Those who play us false are themselves false
Keith Lindsay-Cameron·Wednesday, 2 November 2016
In the early 1970's I returned to my home turf of the London Borough of Hillingdon (LBH) having spent a couple of years working for an outdoor adventure company, learning and eventually qualifying to be a canoeing instructor and river leader. Those two pivotal years were spent in the company of a mixed bag of raving lunatics who introduced me to my first rapid by filling my kayak with beer and telling me to get it down the rapid to our watering hole for the day without losing it by capsizing.
I had not seen the rapid and from my kayak it appeared that the river disappeared past a line across the river into who knew what kind of maelstrom accompanied by a great deal of busy water noises and the tales of the savageness of what awaited me, all of which had reduced me to a bone melting state of terror. I had been warned to stay in the centre of the river at all costs. Bastards! A bathroom duck could have navigated that rapid and I learned that this was the standard introduction to Symonds Yat on the River Wye and to never overlook the chance of a good wind up.

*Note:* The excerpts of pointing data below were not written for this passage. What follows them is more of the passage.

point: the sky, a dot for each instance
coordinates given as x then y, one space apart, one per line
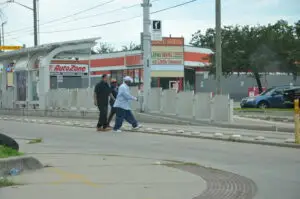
180 21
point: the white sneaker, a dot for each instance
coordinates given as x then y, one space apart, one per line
137 127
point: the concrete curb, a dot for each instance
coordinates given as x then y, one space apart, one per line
171 132
143 117
187 121
229 139
23 163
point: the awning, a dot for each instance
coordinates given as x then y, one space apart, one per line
21 64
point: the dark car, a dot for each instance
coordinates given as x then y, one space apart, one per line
290 95
271 98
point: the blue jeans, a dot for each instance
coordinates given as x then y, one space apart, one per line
122 114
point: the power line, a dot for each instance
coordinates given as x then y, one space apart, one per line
65 17
108 12
119 21
81 18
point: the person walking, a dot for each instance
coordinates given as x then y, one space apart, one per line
122 105
114 91
102 92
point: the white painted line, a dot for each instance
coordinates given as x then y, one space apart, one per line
218 135
290 140
259 138
180 131
195 133
235 137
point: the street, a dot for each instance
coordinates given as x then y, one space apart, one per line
274 170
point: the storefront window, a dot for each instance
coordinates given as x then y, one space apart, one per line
21 79
35 96
117 75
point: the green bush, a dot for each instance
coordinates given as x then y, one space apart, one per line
6 152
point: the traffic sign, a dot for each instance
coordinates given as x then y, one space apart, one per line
156 25
156 30
60 79
10 47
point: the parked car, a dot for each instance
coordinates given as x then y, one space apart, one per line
290 95
271 98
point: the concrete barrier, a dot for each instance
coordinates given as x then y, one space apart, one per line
168 102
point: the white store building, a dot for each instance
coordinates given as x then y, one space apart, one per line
27 73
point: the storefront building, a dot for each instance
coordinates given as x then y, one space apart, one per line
174 65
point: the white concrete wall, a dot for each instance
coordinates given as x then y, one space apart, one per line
169 98
168 102
203 106
185 104
221 108
155 99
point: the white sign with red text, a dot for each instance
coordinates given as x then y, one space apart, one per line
68 68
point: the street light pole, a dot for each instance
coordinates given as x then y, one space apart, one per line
218 56
2 27
35 23
146 52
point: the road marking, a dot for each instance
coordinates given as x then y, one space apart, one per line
66 176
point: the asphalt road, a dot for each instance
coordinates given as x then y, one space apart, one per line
274 170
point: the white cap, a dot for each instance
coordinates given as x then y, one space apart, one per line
128 79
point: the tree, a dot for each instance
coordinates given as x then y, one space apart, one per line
257 50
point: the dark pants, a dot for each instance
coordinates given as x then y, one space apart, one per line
102 121
124 114
111 114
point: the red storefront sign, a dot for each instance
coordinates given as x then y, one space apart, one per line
68 68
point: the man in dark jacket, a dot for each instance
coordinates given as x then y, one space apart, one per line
114 91
102 93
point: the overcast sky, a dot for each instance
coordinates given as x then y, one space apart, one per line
181 21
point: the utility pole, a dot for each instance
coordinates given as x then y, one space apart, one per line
35 18
146 52
218 56
35 22
2 28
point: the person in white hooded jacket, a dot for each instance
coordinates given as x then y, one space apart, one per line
122 105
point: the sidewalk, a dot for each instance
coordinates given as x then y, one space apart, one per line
273 138
95 176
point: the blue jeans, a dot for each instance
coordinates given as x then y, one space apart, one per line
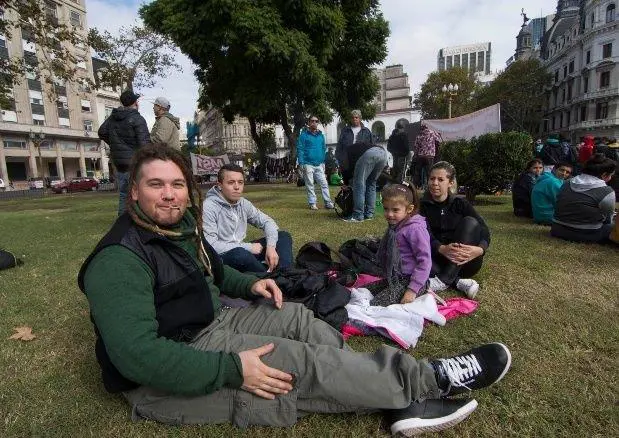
244 261
313 174
122 181
367 169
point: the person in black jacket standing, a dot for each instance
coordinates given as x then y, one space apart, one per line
459 236
125 131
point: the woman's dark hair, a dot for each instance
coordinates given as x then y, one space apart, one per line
447 167
532 162
160 151
401 193
598 165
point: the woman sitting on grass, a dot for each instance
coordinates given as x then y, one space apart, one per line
404 251
585 204
459 236
523 186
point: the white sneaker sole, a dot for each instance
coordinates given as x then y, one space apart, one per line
416 426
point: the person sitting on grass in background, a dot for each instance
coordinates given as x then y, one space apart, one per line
165 343
459 236
311 154
225 215
586 203
545 191
523 186
404 251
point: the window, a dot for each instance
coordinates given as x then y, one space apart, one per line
610 13
15 144
85 106
36 97
605 79
38 119
76 19
601 110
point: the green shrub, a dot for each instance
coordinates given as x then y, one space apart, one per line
485 164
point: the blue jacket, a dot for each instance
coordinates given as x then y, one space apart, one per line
311 148
544 197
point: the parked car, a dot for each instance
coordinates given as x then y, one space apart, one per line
36 183
76 185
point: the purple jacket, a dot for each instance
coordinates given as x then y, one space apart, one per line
414 245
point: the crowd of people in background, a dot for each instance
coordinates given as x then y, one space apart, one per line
573 189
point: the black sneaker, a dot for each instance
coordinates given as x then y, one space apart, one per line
480 367
429 416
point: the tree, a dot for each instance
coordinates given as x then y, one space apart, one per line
135 58
275 62
487 163
56 62
519 90
434 103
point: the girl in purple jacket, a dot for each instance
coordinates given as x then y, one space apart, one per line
404 251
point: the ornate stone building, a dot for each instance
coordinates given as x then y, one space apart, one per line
581 51
38 136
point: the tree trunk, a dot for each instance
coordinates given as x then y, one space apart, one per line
262 156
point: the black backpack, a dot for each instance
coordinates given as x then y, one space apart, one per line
344 202
362 253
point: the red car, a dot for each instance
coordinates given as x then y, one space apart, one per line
76 185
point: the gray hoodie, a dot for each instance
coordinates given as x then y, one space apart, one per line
225 224
585 202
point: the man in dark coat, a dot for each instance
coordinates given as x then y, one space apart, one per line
125 131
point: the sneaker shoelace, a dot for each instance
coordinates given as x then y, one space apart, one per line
461 370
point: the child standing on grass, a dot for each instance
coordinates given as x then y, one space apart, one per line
404 251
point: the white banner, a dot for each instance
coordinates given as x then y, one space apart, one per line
480 122
206 165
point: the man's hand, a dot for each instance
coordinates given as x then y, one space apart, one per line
260 379
271 257
267 288
256 248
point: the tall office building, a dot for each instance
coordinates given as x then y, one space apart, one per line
41 137
476 57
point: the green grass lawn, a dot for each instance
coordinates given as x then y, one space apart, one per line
553 303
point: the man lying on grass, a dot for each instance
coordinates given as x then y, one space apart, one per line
165 342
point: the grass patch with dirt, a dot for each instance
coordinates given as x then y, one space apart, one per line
553 303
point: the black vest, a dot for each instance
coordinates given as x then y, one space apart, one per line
182 298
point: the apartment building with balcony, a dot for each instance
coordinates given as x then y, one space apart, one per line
581 51
41 137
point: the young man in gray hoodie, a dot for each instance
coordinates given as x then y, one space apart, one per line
225 215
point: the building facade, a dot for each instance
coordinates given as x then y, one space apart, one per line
581 51
42 137
475 57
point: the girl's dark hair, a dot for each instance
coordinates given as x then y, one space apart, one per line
160 151
598 165
532 162
402 192
447 167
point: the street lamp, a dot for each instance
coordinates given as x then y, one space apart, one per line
37 138
451 90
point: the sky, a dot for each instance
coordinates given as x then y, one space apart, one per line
419 28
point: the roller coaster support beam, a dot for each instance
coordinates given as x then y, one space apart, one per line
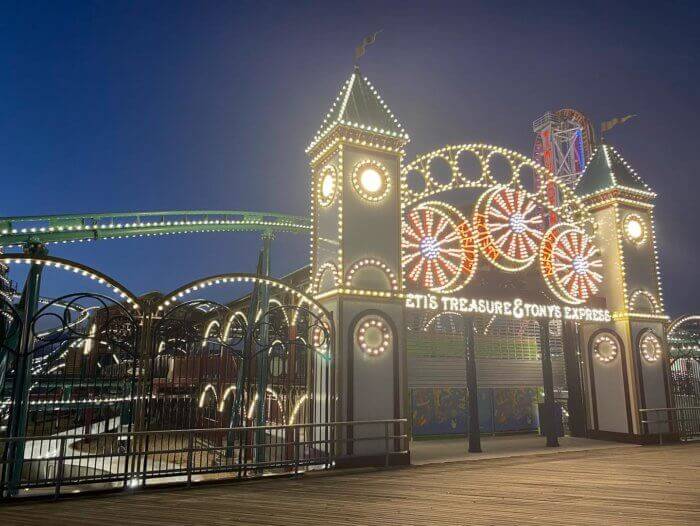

Returning jobless to LBH I began working for the council on a tree gang. Our job was to fell all the Elms smitten with Dutch Elm disease in the north of the borough. I was young, I was fit and the money was great because we made damned sure we hit our bonus target every week. I enjoyed both jobs, the first setting me on a path I was to pursue for the rest of my working life, and the second working with a great team, earning good money in the great outdoors. The Tories would have been proud of our tree gang, we treated it as a fitness training camp and the work made us very fit and well indeed. But that was not the point.
The point was to earn money and when they cut our bonus time to impossible to reach targets all but two of the gang resigned for having the royal piss taken out of us, not unlike what the shower of charlatans currently in government are doing with their ridiculous rebranding of work as something essential to good health and peddling the 'value of work as a health outcome'. It never was and never will be, but, hey, as long as they keep saying it, people will believe it. Reality takes a back seat to a dialogue of meaningless gobbledegook from a government stealing the life out of our bones.